For easy development and testing of the FFT routines the first task of the project was to isolate the FFT code in a simple benchmark code. In order to minimise the amount of code needing to be written for this test harness, a new executable was created based on the PW.x code. Here, the main FFT routine `tg_cft3s` is wrapped by a routine `cft3s`. This was replaced with code which rather than execute a single FFT as requested, repeatedly performed a fixed number of forward and reverse FFT loops, before finally checking the output, and exiting. This has the effect of allowing the code to start up as normal, reading the normal set of input files, before the first FFT is intercepted and the FFT benchmark is performed.
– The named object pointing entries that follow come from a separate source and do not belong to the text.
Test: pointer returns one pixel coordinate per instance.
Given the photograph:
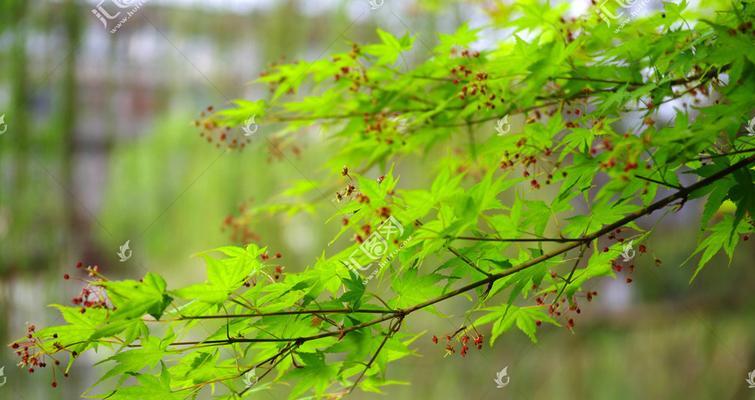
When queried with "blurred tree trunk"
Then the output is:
(68, 117)
(17, 135)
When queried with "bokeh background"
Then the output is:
(100, 148)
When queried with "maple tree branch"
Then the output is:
(514, 240)
(467, 261)
(280, 313)
(683, 193)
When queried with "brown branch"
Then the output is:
(402, 313)
(281, 313)
(644, 178)
(571, 274)
(367, 367)
(514, 240)
(467, 261)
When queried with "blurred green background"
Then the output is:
(101, 148)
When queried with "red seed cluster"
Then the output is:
(222, 136)
(451, 343)
(31, 353)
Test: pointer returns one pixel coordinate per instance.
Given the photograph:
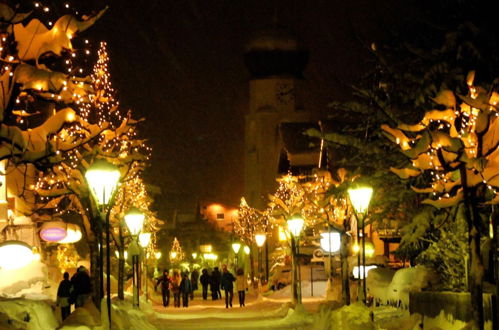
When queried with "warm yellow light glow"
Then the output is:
(15, 254)
(356, 274)
(134, 220)
(73, 234)
(282, 234)
(360, 198)
(260, 239)
(206, 248)
(144, 239)
(102, 177)
(331, 242)
(295, 224)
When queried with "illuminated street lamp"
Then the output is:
(103, 177)
(260, 239)
(236, 247)
(295, 225)
(144, 239)
(360, 198)
(134, 220)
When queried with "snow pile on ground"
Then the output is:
(16, 282)
(353, 317)
(377, 283)
(388, 287)
(26, 314)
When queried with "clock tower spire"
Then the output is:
(275, 60)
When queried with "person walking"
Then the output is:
(216, 277)
(175, 287)
(205, 281)
(227, 285)
(64, 295)
(185, 289)
(194, 281)
(82, 287)
(241, 286)
(164, 280)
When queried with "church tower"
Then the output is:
(275, 61)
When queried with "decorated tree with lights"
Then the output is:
(248, 222)
(117, 142)
(458, 148)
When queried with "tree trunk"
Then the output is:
(476, 267)
(121, 265)
(345, 281)
(95, 271)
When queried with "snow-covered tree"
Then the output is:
(458, 148)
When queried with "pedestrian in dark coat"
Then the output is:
(185, 289)
(64, 295)
(194, 281)
(82, 287)
(227, 283)
(205, 281)
(175, 287)
(164, 280)
(241, 286)
(216, 277)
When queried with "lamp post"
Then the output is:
(134, 220)
(260, 239)
(102, 177)
(360, 198)
(295, 226)
(144, 239)
(236, 247)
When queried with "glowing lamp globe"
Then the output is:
(360, 198)
(15, 254)
(331, 242)
(102, 178)
(53, 231)
(73, 234)
(144, 239)
(134, 220)
(295, 224)
(236, 247)
(260, 239)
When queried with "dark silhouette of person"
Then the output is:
(64, 295)
(194, 281)
(241, 286)
(164, 280)
(216, 277)
(227, 283)
(185, 289)
(82, 286)
(205, 281)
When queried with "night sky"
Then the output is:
(180, 65)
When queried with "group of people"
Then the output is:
(182, 287)
(75, 291)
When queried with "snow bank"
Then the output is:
(26, 314)
(14, 281)
(353, 317)
(387, 286)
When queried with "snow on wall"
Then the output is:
(387, 287)
(14, 281)
(26, 314)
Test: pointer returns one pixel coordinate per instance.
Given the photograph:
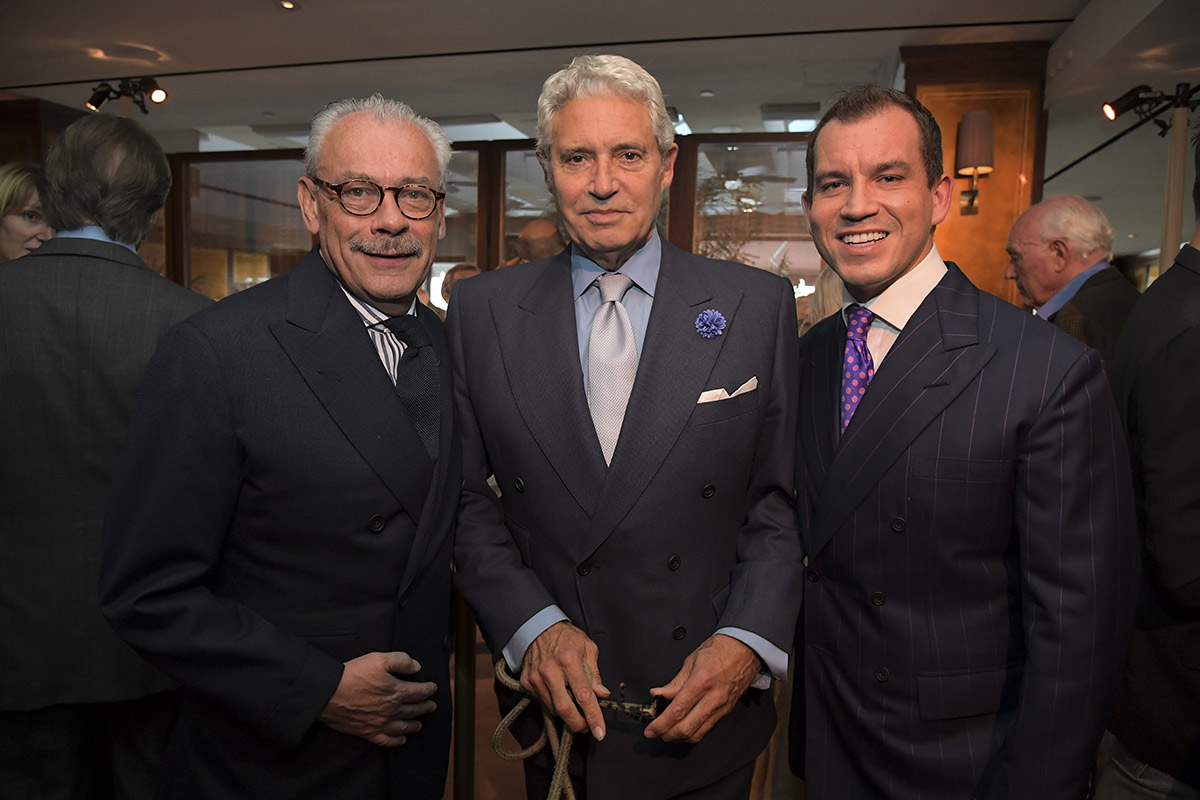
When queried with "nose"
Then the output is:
(388, 217)
(861, 202)
(604, 179)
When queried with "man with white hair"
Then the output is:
(1059, 254)
(636, 405)
(279, 528)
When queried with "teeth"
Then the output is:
(864, 239)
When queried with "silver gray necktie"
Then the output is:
(612, 361)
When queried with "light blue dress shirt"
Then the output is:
(642, 268)
(1061, 298)
(95, 233)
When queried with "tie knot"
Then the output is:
(613, 286)
(408, 329)
(858, 320)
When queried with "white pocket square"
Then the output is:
(713, 395)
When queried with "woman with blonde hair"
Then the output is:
(23, 228)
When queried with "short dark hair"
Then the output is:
(106, 170)
(867, 100)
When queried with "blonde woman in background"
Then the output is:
(825, 301)
(23, 227)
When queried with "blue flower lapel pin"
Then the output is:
(711, 323)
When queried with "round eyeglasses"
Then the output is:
(361, 198)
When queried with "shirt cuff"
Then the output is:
(771, 655)
(533, 627)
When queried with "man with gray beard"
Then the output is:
(279, 528)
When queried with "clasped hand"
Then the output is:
(372, 703)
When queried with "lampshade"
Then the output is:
(972, 156)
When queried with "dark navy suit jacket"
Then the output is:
(971, 559)
(274, 516)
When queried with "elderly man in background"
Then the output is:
(538, 239)
(81, 714)
(1059, 254)
(279, 530)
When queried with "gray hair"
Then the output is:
(105, 170)
(1077, 222)
(591, 76)
(384, 110)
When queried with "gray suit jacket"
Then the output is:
(690, 529)
(79, 320)
(972, 559)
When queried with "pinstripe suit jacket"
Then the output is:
(971, 559)
(79, 320)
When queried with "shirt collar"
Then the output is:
(642, 268)
(94, 233)
(897, 304)
(369, 313)
(1061, 298)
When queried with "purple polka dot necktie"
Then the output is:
(857, 366)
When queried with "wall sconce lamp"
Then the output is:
(136, 89)
(973, 156)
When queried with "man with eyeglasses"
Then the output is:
(277, 534)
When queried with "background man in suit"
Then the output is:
(279, 531)
(1059, 254)
(81, 714)
(646, 530)
(965, 501)
(1156, 715)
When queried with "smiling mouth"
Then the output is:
(869, 238)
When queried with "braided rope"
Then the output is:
(553, 732)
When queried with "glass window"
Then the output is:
(748, 208)
(244, 223)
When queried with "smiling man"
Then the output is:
(636, 405)
(279, 528)
(965, 501)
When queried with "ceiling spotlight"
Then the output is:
(100, 95)
(154, 91)
(1127, 102)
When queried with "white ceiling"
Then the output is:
(255, 73)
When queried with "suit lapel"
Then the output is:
(329, 346)
(936, 356)
(539, 347)
(672, 372)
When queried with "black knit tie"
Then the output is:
(417, 379)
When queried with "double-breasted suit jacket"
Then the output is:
(275, 515)
(971, 559)
(690, 529)
(79, 320)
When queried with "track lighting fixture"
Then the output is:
(136, 89)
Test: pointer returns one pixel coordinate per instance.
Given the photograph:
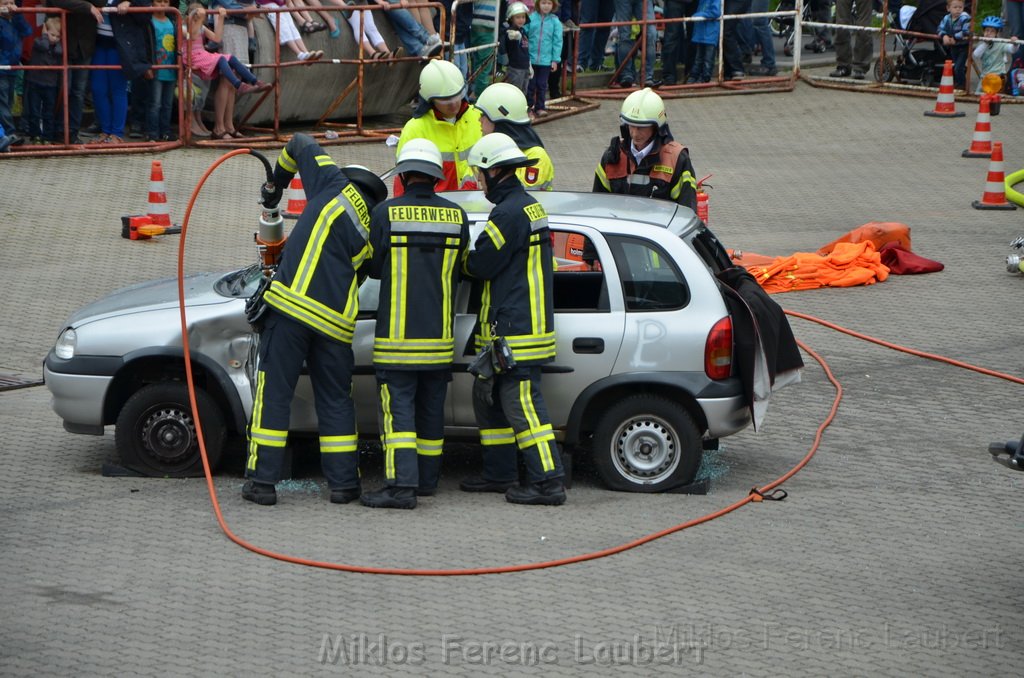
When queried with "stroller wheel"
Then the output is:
(885, 70)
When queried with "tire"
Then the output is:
(156, 432)
(646, 443)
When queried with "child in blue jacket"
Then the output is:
(705, 41)
(545, 34)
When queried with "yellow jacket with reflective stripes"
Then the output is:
(315, 283)
(418, 242)
(513, 256)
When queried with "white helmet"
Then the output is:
(441, 80)
(420, 156)
(503, 100)
(497, 150)
(643, 108)
(516, 8)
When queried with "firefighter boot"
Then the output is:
(390, 497)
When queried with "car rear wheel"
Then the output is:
(646, 443)
(156, 431)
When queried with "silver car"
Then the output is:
(643, 378)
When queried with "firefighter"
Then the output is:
(503, 109)
(512, 256)
(418, 243)
(446, 118)
(645, 160)
(312, 302)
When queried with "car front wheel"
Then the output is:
(156, 431)
(646, 443)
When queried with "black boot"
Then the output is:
(259, 493)
(550, 493)
(390, 497)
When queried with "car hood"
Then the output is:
(153, 295)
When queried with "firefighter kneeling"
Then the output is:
(513, 258)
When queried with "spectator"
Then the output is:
(954, 30)
(83, 16)
(158, 119)
(514, 44)
(41, 87)
(992, 57)
(853, 12)
(628, 10)
(594, 41)
(705, 41)
(545, 34)
(13, 29)
(732, 50)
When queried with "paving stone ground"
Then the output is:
(896, 553)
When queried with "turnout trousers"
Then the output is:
(284, 346)
(412, 425)
(517, 420)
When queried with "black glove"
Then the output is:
(483, 390)
(269, 195)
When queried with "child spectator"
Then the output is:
(42, 86)
(158, 119)
(954, 29)
(705, 41)
(514, 44)
(545, 34)
(992, 57)
(13, 29)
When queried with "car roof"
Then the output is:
(610, 206)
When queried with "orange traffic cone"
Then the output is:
(158, 197)
(981, 142)
(994, 197)
(945, 104)
(296, 199)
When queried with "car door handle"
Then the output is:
(588, 345)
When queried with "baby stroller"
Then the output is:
(908, 61)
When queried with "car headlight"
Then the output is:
(65, 347)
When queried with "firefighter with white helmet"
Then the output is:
(503, 109)
(512, 256)
(444, 117)
(418, 242)
(312, 305)
(644, 159)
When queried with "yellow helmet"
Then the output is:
(441, 80)
(497, 150)
(503, 100)
(643, 108)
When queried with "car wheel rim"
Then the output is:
(646, 450)
(168, 434)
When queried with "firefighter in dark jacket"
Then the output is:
(418, 242)
(513, 258)
(645, 160)
(312, 300)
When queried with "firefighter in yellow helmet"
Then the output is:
(503, 109)
(418, 243)
(644, 160)
(512, 256)
(446, 118)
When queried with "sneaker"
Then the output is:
(345, 495)
(390, 497)
(547, 493)
(259, 493)
(479, 483)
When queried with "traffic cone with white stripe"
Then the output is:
(994, 197)
(159, 213)
(296, 199)
(981, 142)
(945, 104)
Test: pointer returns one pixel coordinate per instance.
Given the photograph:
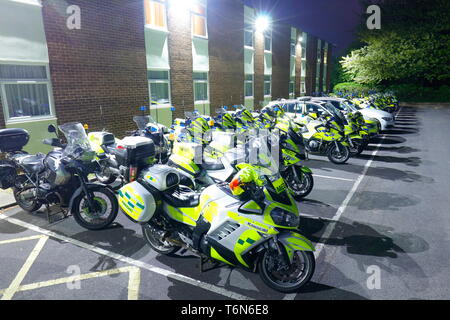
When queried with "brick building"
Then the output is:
(98, 62)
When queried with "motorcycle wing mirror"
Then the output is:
(51, 128)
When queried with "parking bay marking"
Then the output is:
(330, 228)
(137, 263)
(335, 178)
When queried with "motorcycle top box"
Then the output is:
(13, 139)
(133, 150)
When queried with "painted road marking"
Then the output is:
(169, 274)
(335, 178)
(330, 227)
(133, 282)
(12, 289)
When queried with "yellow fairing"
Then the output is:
(131, 202)
(185, 215)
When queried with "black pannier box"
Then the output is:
(135, 150)
(13, 139)
(7, 175)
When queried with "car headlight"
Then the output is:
(284, 218)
The wallclock time taken by the FFTs is recorded using `MPI_Wtime` and reported on completion of the benchmark. A test for correctness is made by saving the initial contents of the grid, and comparing this to the final grids. Both the total error (absolute sum of errors in each grid element across all processes) and the maximum single element error are reported. Using the original, unmodified FFT routines and the CNT80 input files a maximum single element error of 10^{-14} was found after 1000 forward and inverse FFTs. This gives an error of 10^{-17} per iteration, which is consistent with the level of accuracy expected from double precision arithmetic. High values of either the single element or total error would flag a warning in the output file, and so the code could easily be tested for correctness during development.